# Install Cluster Serving

## Installation
It is recommended to install Cluster Serving by pulling the pre-built Docker image to your local node, which have packaged all the required dependencies. Alternatively, you may also manually install Cluster Serving (through either pip or direct downloading), Redis on the local node.
#### Docker
```
docker pull intelanalytics/bigdl-cluster-serving
```
then, (or directly run `docker run`, it will pull the image if it does not exist)
```
docker run --name cluster-serving -itd --net=host intelanalytics/bigdl-cluster-serving:0.9.0
```
Log into the container
```
docker exec -it cluster-serving bash
```
`cd ./cluster-serving`, you can see all the environments prepared.

#### Manual installation

##### Requirements
Non-Docker users need to install [Flink 1.10.0+](https://archive.apache.org/dist/flink/flink-1.10.0/), 1.10.0 by default, [Redis 5.0.0+](https://redis.io/topics/quickstart), 5.0.5 by default.

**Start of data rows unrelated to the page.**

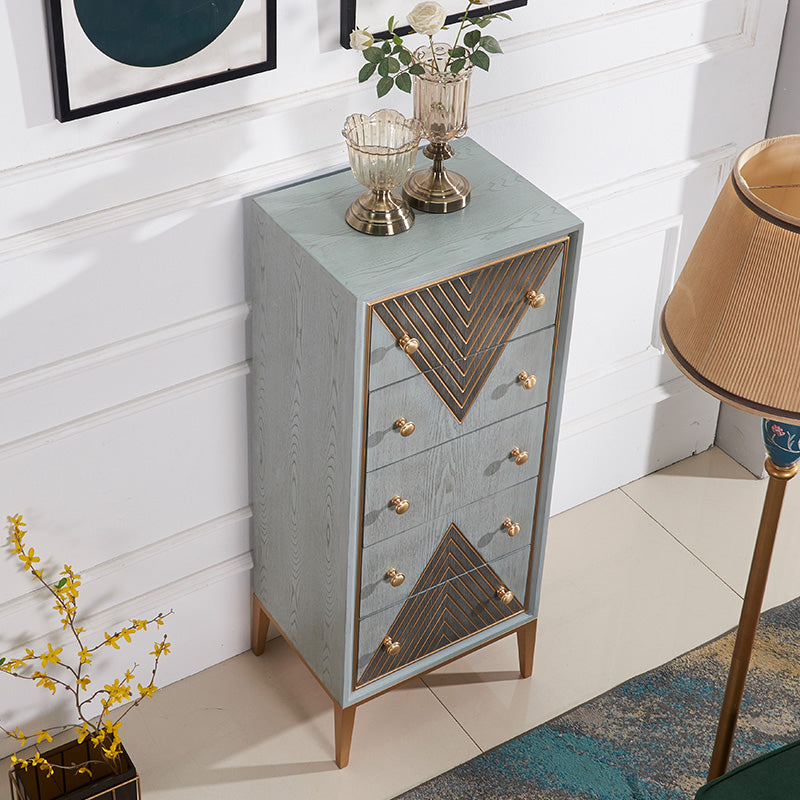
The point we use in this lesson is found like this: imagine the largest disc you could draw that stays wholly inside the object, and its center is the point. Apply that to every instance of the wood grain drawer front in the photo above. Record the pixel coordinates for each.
(465, 315)
(447, 613)
(440, 480)
(416, 400)
(408, 553)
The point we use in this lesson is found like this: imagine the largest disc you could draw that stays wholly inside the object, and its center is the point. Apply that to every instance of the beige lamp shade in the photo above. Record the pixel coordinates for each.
(732, 322)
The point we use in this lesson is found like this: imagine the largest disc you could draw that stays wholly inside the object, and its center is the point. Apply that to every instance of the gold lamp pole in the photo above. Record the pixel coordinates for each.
(732, 325)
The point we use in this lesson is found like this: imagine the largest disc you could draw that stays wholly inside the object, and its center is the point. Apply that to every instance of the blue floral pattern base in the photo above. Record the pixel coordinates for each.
(782, 441)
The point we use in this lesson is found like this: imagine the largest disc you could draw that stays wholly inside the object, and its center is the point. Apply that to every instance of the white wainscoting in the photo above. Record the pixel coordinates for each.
(123, 368)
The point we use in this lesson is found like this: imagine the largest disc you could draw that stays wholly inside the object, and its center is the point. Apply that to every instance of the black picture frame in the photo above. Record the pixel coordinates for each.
(66, 110)
(348, 9)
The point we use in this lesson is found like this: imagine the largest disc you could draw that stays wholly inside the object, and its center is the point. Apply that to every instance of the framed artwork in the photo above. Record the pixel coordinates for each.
(373, 14)
(105, 54)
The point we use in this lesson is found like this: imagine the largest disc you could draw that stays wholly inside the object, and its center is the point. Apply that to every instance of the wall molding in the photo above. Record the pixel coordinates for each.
(121, 410)
(141, 343)
(26, 604)
(325, 159)
(162, 597)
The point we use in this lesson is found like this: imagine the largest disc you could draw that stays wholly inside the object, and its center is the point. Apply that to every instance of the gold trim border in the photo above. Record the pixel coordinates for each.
(565, 240)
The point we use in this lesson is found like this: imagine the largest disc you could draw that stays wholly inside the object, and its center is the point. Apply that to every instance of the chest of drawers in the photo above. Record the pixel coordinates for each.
(405, 399)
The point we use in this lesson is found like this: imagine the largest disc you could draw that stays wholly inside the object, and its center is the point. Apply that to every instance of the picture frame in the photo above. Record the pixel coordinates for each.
(105, 56)
(373, 14)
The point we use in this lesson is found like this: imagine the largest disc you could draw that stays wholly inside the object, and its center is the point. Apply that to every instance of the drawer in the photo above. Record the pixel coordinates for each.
(484, 386)
(437, 481)
(464, 315)
(444, 614)
(410, 552)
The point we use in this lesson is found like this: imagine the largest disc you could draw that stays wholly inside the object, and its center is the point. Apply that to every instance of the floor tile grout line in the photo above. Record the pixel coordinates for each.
(455, 719)
(670, 533)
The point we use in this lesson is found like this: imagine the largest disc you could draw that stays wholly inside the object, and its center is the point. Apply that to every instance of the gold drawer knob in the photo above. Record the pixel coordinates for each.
(395, 577)
(519, 456)
(408, 345)
(405, 426)
(505, 595)
(392, 648)
(400, 505)
(536, 299)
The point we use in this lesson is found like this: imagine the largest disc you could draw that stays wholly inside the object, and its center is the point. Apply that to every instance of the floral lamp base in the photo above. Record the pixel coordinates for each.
(436, 190)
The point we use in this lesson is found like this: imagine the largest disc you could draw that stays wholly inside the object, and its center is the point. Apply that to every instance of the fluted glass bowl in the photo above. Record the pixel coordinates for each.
(382, 148)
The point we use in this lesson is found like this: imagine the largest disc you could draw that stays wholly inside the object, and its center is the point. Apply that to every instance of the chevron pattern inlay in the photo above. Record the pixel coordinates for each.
(453, 598)
(462, 324)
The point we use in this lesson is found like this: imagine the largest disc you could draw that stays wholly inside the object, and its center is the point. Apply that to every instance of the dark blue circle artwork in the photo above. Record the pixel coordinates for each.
(152, 33)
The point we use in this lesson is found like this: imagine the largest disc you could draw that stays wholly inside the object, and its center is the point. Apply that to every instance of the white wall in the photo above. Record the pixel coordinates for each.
(123, 371)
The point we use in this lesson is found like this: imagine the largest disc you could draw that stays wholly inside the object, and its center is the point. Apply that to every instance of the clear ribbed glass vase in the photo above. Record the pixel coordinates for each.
(441, 102)
(382, 148)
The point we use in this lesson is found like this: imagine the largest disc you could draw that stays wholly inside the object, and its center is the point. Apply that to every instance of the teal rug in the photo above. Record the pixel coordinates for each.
(649, 738)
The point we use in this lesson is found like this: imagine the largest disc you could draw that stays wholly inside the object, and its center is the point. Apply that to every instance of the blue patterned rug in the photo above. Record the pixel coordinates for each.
(649, 738)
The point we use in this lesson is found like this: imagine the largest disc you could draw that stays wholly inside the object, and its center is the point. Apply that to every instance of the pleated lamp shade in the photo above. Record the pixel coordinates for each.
(732, 322)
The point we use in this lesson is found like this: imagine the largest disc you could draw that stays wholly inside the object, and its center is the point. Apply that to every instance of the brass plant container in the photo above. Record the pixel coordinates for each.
(382, 149)
(441, 100)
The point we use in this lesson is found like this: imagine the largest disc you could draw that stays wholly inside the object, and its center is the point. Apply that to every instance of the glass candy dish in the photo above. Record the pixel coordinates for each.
(382, 149)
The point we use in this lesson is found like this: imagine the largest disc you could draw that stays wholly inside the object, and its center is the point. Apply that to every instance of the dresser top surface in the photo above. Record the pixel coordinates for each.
(506, 214)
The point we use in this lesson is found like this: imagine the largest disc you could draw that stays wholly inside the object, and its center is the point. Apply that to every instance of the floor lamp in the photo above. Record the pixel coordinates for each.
(732, 325)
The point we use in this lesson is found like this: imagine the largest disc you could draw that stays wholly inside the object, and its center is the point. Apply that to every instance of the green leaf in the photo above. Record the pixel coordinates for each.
(403, 81)
(490, 44)
(480, 59)
(384, 85)
(472, 38)
(366, 72)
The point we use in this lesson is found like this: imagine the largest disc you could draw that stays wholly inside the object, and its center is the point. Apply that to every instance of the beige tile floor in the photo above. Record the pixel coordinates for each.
(631, 579)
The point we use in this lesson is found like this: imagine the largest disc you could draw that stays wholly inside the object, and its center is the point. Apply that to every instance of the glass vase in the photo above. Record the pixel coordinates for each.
(382, 148)
(441, 100)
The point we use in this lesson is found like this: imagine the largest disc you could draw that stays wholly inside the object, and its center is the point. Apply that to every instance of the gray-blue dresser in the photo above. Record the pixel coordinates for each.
(404, 411)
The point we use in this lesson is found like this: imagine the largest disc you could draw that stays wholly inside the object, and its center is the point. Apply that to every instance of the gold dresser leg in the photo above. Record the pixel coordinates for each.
(343, 720)
(259, 627)
(526, 642)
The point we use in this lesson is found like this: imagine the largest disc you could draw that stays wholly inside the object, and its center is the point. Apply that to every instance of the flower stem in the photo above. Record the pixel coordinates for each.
(433, 55)
(458, 36)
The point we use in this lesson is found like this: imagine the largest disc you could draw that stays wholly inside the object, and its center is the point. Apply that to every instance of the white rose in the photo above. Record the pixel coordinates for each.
(361, 39)
(427, 18)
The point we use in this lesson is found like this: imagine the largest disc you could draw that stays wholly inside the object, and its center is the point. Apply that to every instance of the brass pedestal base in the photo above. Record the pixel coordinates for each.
(436, 190)
(379, 213)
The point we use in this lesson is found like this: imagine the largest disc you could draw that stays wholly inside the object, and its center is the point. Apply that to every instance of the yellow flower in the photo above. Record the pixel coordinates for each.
(29, 560)
(51, 656)
(83, 732)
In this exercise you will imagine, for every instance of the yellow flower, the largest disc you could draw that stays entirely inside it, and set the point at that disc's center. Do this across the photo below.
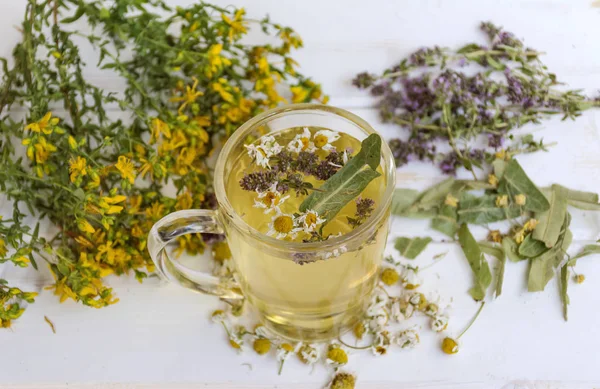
(520, 199)
(236, 25)
(42, 124)
(158, 127)
(190, 96)
(85, 226)
(125, 167)
(502, 201)
(77, 168)
(215, 60)
(451, 200)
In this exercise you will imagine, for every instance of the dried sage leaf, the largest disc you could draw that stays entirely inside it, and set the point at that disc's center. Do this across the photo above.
(551, 221)
(515, 182)
(477, 261)
(589, 249)
(483, 210)
(511, 248)
(348, 182)
(411, 248)
(402, 199)
(446, 221)
(531, 247)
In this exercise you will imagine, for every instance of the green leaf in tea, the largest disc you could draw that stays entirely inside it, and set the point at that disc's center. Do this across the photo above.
(446, 221)
(348, 182)
(477, 261)
(551, 221)
(531, 247)
(411, 248)
(515, 182)
(483, 210)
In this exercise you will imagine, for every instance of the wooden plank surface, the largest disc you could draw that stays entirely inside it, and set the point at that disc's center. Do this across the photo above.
(160, 335)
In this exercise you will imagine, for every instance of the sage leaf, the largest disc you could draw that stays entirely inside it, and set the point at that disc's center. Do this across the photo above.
(514, 182)
(564, 284)
(589, 249)
(477, 261)
(348, 182)
(499, 165)
(550, 221)
(411, 248)
(402, 199)
(511, 249)
(483, 210)
(531, 247)
(446, 221)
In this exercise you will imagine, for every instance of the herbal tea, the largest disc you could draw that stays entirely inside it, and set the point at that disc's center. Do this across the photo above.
(307, 185)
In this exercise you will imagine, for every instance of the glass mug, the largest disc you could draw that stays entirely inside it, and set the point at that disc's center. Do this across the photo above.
(315, 301)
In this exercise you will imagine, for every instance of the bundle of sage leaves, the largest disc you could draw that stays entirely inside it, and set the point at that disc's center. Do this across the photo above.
(539, 218)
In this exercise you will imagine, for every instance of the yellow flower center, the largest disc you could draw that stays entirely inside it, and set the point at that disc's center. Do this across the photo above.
(321, 140)
(283, 224)
(311, 219)
(305, 143)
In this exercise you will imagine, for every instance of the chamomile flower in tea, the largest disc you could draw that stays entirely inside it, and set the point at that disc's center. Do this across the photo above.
(286, 185)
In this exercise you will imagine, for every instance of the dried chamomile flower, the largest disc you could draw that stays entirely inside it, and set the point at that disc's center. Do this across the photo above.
(389, 276)
(307, 353)
(381, 343)
(449, 346)
(439, 323)
(343, 381)
(261, 346)
(336, 355)
(407, 339)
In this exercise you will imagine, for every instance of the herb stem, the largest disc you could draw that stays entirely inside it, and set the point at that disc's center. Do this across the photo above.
(472, 320)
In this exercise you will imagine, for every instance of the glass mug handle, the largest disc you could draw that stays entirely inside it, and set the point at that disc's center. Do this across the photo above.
(181, 223)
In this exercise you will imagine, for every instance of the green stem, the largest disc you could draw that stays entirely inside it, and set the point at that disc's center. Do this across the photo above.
(472, 320)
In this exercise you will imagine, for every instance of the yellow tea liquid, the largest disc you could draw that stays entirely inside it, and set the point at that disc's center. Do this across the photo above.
(316, 300)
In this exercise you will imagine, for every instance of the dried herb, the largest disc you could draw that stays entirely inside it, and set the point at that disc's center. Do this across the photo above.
(348, 182)
(478, 263)
(454, 97)
(410, 248)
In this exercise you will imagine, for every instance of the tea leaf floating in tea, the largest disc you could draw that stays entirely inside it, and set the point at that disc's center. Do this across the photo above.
(348, 182)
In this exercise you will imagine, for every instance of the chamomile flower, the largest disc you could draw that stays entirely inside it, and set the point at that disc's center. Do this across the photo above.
(261, 153)
(302, 142)
(407, 339)
(283, 225)
(439, 323)
(307, 353)
(270, 199)
(324, 138)
(309, 221)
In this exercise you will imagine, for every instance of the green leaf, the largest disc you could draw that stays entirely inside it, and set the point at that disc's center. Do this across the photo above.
(551, 221)
(402, 199)
(348, 182)
(477, 261)
(433, 196)
(514, 182)
(446, 221)
(590, 249)
(564, 284)
(483, 210)
(511, 248)
(411, 248)
(499, 166)
(531, 247)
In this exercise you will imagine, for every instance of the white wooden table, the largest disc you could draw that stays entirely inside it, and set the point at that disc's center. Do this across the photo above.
(159, 336)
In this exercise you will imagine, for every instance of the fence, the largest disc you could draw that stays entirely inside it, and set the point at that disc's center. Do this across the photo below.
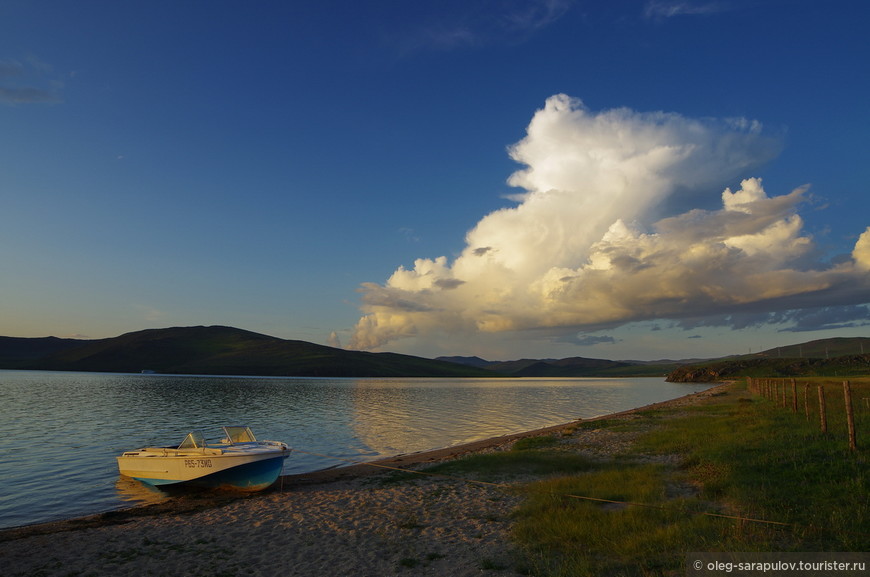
(785, 393)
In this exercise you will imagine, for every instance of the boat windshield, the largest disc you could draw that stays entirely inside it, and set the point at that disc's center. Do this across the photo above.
(239, 435)
(194, 440)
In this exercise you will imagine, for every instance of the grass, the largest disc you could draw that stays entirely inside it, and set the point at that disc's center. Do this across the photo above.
(738, 454)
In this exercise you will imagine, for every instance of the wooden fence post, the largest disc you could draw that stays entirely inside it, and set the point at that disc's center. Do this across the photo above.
(807, 400)
(793, 396)
(822, 415)
(850, 417)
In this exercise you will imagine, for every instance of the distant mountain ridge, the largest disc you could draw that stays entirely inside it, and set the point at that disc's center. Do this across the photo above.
(220, 350)
(216, 350)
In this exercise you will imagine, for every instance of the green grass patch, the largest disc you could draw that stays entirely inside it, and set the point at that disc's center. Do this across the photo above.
(564, 535)
(740, 454)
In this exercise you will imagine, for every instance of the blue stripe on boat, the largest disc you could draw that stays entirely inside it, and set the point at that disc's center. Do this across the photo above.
(254, 476)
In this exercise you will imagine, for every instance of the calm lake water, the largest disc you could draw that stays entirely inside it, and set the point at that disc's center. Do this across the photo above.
(62, 431)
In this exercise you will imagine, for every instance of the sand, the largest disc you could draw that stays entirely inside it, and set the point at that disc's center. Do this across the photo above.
(353, 521)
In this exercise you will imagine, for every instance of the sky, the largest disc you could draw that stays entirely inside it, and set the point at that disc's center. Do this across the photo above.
(649, 179)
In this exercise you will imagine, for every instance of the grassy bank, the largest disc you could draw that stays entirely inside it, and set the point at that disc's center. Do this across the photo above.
(737, 472)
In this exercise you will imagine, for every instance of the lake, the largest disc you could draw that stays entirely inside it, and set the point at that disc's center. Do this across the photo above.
(62, 431)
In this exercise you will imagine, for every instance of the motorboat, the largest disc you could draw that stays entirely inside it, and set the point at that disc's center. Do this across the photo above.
(239, 461)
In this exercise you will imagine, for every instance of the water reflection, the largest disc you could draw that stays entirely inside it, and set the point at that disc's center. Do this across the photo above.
(64, 430)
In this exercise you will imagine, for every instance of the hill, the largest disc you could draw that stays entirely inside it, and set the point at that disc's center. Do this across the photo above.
(221, 350)
(568, 367)
(836, 357)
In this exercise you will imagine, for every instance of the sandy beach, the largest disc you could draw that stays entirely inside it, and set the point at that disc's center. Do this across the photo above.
(351, 521)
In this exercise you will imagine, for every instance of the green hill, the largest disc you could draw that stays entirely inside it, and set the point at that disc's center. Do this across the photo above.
(836, 357)
(220, 350)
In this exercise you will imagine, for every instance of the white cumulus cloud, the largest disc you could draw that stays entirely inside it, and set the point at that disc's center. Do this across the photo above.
(615, 224)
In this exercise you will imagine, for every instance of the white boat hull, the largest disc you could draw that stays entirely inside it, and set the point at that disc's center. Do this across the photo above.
(249, 467)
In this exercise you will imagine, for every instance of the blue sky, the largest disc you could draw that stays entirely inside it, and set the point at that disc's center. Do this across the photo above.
(538, 178)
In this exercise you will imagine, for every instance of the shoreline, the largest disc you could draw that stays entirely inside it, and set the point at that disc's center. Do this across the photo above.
(361, 469)
(197, 502)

For users do not have above dependencies, we provide following command to quickly set up.

Redis
```
$ export REDIS_VERSION=5.0.5
$ wget http://download.redis.io/releases/redis-${REDIS_VERSION}.tar.gz && \
    tar xzf redis-${REDIS_VERSION}.tar.gz && \
    rm redis-${REDIS_VERSION}.tar.gz && \
    cd redis-${REDIS_VERSION} && \
    make
```

Flink
```
$ export FLINK_VERSION=1.11.2
$ wget https://archive.apache.org/dist/flink/flink-${FLINK_VERSION}/flink-${FLINK_VERSION}-bin-scala_2.11.tgz && \
    tar xzf flink-${FLINK_VERSION}-bin-scala_2.11.tgz && \
    rm flink-${FLINK_VERSION}-bin-scala_2.11.tgz.tgz
```

After preparing dependencies above, make sure the environment variable `$FLINK_HOME` (/path/to/flink-FLINK_VERSION-bin), `$REDIS_HOME`(/path/to/redis-REDIS_VERSION) is set before following steps. 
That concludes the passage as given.